Ray Tracing In General

nobond

Newcomer
HI, the question might be vague

Just generally, if we completely ignore the cost, is it true that ray tracing approach is superior than the raster approach ? Or is there anything ray tracing is not good at ?
 
Superior by what metric?

What it's not good at is dynamic scenes where triangles change positions. Simple non-skinned models (a'la quake3-HL1 era) are doable with hierarchies, anything more complex will be a huge hassle.
 
If costs are out I'd just let a gazillion photons loose in the scene and simulate actual light instead of faking it with ray tracing :)
 
Also Ray Tracey's blog is quite nice place to see all sorts of cpu/gpu realtime raytracers.
http://raytracey.blogspot.com/

Brigade seems to have flooded first couple of pages, but there is all kinds of tracers in older pages.
 
Last edited by a moderator:
If costs are out I'd just let a gazillion photons loose in the scene and simulate actual light instead of faking it with ray tracing :)
Why stop there?
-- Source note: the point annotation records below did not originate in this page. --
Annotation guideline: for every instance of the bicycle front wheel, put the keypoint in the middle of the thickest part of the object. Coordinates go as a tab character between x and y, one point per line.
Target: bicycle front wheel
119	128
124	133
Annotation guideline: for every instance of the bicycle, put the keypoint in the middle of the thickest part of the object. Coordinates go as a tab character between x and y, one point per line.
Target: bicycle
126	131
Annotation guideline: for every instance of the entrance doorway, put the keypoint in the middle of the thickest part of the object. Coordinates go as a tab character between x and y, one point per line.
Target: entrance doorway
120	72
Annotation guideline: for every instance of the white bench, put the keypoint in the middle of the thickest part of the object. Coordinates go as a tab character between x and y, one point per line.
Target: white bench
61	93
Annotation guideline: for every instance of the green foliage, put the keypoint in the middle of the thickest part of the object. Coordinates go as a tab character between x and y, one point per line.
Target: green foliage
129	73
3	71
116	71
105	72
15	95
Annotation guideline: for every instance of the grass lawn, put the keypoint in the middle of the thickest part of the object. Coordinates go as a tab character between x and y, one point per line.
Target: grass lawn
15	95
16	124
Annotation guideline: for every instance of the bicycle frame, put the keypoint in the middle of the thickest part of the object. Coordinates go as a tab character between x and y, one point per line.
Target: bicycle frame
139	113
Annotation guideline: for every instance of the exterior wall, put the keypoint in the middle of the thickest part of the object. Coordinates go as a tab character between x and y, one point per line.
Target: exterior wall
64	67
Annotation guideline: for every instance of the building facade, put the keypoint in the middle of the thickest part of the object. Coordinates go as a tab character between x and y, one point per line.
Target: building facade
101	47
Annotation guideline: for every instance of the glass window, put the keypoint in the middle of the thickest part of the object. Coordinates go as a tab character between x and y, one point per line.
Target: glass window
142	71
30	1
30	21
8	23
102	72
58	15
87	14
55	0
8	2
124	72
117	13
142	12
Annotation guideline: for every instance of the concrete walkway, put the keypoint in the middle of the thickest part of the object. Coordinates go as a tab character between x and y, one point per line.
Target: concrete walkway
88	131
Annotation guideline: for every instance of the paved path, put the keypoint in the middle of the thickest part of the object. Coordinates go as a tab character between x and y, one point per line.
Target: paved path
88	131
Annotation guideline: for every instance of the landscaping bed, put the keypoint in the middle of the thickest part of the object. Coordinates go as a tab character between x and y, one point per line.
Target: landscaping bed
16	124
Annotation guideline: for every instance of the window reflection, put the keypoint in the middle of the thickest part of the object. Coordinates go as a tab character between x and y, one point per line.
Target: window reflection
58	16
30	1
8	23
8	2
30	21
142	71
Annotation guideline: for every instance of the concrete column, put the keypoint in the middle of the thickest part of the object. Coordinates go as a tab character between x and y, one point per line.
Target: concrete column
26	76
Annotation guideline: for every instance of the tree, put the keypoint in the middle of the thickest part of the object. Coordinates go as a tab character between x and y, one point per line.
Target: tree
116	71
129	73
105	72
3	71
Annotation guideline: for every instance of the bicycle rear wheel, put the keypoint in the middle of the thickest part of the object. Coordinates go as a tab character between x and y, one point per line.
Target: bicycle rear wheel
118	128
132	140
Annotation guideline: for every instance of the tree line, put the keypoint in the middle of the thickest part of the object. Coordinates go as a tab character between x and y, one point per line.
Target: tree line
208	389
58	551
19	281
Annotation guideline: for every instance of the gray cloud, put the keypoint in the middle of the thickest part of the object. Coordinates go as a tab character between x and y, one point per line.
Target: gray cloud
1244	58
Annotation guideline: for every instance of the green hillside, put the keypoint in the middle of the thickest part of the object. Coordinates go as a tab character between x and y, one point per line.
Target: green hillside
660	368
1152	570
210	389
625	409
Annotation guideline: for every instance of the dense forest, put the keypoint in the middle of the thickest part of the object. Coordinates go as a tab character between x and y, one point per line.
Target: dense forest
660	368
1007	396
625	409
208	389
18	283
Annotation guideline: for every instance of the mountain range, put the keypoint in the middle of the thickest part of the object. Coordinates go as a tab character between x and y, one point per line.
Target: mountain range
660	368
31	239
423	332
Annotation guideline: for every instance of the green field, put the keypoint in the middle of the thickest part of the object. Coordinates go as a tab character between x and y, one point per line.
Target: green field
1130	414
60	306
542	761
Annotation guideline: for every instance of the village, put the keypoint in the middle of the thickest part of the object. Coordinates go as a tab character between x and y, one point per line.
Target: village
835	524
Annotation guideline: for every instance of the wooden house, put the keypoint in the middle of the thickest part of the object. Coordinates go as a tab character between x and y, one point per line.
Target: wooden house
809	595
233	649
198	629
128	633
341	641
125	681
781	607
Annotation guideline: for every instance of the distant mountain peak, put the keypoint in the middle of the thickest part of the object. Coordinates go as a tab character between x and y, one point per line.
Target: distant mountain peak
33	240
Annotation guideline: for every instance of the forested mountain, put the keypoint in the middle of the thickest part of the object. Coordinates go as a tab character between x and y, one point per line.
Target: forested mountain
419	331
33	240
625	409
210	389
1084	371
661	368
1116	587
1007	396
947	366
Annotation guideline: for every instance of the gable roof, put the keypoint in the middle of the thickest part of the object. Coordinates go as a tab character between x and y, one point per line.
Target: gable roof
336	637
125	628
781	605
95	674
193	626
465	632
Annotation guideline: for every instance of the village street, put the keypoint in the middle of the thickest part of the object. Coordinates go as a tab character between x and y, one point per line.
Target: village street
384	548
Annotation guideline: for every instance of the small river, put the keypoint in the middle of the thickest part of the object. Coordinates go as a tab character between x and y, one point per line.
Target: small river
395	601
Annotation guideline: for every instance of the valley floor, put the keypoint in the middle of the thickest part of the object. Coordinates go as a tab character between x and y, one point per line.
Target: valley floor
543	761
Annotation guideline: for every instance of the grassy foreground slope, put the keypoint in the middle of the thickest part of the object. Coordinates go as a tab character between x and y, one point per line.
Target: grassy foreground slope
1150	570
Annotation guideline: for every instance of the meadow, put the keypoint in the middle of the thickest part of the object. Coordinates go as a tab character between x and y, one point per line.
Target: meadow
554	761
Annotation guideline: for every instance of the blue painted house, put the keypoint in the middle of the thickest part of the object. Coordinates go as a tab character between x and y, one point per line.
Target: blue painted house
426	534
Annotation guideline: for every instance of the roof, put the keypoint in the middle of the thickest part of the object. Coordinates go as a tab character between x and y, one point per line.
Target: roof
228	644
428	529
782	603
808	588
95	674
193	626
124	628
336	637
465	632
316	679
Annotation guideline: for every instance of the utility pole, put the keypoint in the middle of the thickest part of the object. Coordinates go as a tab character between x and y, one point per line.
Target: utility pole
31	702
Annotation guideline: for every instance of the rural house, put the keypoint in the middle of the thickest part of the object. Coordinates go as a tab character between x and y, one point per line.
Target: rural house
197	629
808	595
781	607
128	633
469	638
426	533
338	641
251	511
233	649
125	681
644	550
Some years ago (more 15 I suspect) there was a paper that did rendering by propogating wavefronts!!!!!
 
Raytracing has the same problem it has always had, it is not good at being fast for primary rays and (approximate) shadow rendering for scenes without lots of subpixel polygons... and that's still pretty much what we are doing in real time as far as visibility goes. Once we go down the path of subpixel geometry and non precomputed GI the time will have come for raytracing.
 
Last edited by a moderator:
Raytracing has the same problem it has always had, it is not good at being fast for primary rays and (approximate) shadow rendering for scenes without lots of subpixel polygons... and that's still pretty much what we are doing in real time as far as visibility goes. Once we go down the path of subpixel geometry and non precomputed GI the time will have come for raytracing.
A rasterizer optimized for very small primitives looks a lot like a ray tracer minus walking over the acceleration structure (for instance one could design a rasterizer that handles 2 small primitives that share an edge). Even in that case I am not sure I'd go with a ray tracer for primary rays anyway (certainly not if the model is dynamically tessellated to sub-pixel triangles).
 
There has been a lot of work on micro triangle rendering in recent times. None of it ray tracing related.

Reyes has been doing stochastic rasterization with sub pixel triangles for 25 years now.